Engagement unilatéral : la dénonciation par l’employeur nécessite une notification individuelle et une information des représentants du personnel

Dans une décision du 14 janvier 2026 (n° 24-17.960), la Cour de cassation vient rappeler les conditions de validité de la dénonciation d’un engagement unilatéral de l’employeur, en censurant une décision de la cour d’appel de Besançon.

Un salarié, engagé en mai 2017, exerçant en dernier lieu des missions de Responsable Innovation Digitale Monde, conclu avec son employeur, en avril 2020, une rupture d'un commun accord de son contrat de travail pour motif économique, dans le cadre d’un PSE. 

Il saisit le conseil de prud’hommes d’une demande de dommages-intérêts au titre du préjudice subi du fait de la perte de chance de bénéficier d’un plan de prime de performance à long terme. 

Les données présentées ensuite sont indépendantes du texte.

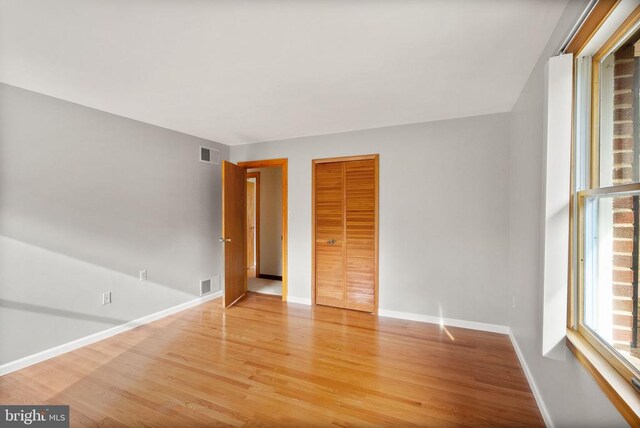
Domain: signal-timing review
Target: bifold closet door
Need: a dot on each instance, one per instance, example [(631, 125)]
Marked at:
[(329, 212), (345, 215)]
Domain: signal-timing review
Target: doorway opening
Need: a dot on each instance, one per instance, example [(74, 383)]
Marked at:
[(264, 230), (255, 228)]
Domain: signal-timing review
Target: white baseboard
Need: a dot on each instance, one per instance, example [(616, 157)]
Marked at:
[(87, 340), (299, 300), (451, 322), (532, 383)]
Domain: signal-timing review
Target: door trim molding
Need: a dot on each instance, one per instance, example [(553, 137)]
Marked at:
[(283, 163), (314, 162)]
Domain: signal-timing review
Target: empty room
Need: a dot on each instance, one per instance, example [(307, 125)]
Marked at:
[(278, 213)]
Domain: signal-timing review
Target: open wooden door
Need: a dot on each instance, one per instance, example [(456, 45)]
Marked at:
[(234, 229)]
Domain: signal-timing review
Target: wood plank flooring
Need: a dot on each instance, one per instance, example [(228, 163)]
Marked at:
[(266, 363)]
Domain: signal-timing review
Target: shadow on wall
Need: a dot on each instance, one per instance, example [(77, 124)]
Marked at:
[(48, 299), (87, 200)]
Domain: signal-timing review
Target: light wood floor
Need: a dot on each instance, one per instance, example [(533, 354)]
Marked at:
[(267, 363)]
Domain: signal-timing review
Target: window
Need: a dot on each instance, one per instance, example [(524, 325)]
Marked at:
[(606, 176)]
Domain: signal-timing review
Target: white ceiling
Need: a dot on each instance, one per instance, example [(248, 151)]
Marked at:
[(241, 71)]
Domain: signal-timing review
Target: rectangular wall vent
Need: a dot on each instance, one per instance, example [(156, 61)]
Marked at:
[(205, 154), (205, 286), (209, 155)]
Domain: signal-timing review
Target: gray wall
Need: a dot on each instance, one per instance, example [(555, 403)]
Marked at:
[(443, 211), (87, 199), (570, 394)]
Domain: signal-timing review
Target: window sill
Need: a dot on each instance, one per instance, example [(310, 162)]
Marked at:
[(615, 387)]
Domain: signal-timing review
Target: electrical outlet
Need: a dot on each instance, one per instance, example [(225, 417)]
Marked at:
[(106, 298)]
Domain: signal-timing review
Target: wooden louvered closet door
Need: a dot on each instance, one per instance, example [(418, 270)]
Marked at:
[(345, 228)]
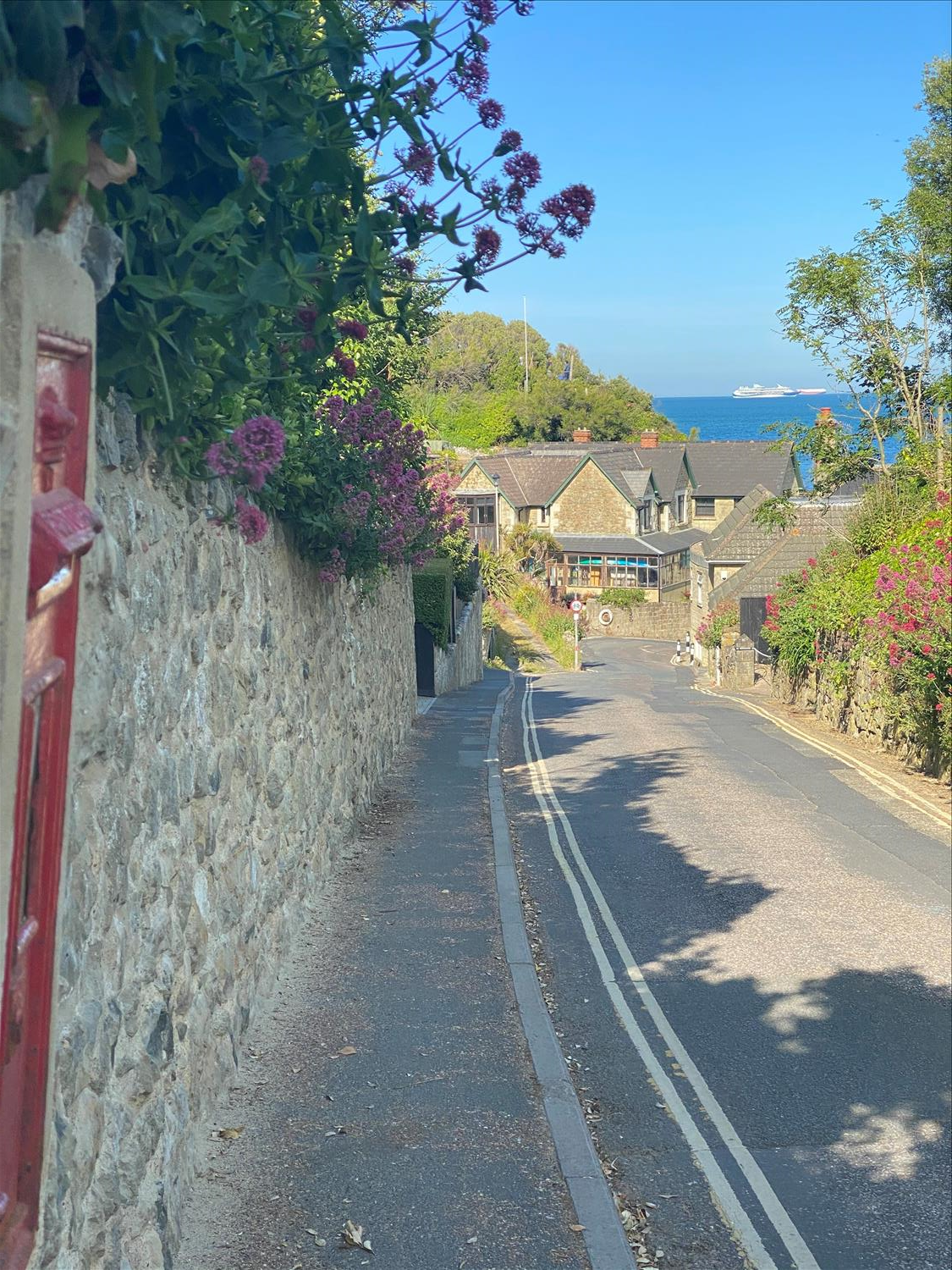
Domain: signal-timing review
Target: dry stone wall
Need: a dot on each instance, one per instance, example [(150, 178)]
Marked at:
[(668, 620), (857, 709), (231, 716)]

Il estime que le bénéfice de ce plan lui est injustement refusé depuis 2018 alors qu’il en est fait mention dans sa lettre d’embauche et dans une note de service.    

Son employeur lui refuse le bénéfice de ce plan au motif qu’il avait été régulièrement dénoncé en décembre 2017.  

La cour d’appel de Besançon le déboute de sa demande considérant que : 

  • D’une part, le plan n’est pas mentionné au contrat de travail du salarié, de sorte qu’il ne constitue pas un avantage contractuel.  
  • D’autre part, la dénonciation opérée est régulière, le salarié ayant nécessairement été informé par un courriel adressé aux « leaders » via une adresse électronique générique à laquelle il avait accès.

La Cour de cassation casse l’arrêt d’appel rappelant le principe constant selon lequel la dénonciation d’un engagement unilatéral doit être : 

  • précédée d’un délai de préavis suffisant permettant d’éventuelles négociations, 
  • notifiée aux représentants du personnel, 
  • notifiée individuellement à chaque salarié concerné lorsqu’elle porte sur un avantage qui lui profite. 

 Or, en l’espèce, la cour d’appel n’avait constaté : 

  • ni l’information des représentants du personnel, 
  • ni la notification individuelle au salarié.

L’envoi d’un courriel à une adresse générique ne suffisait donc pas à caractériser une notification individuelle au salarié concerné.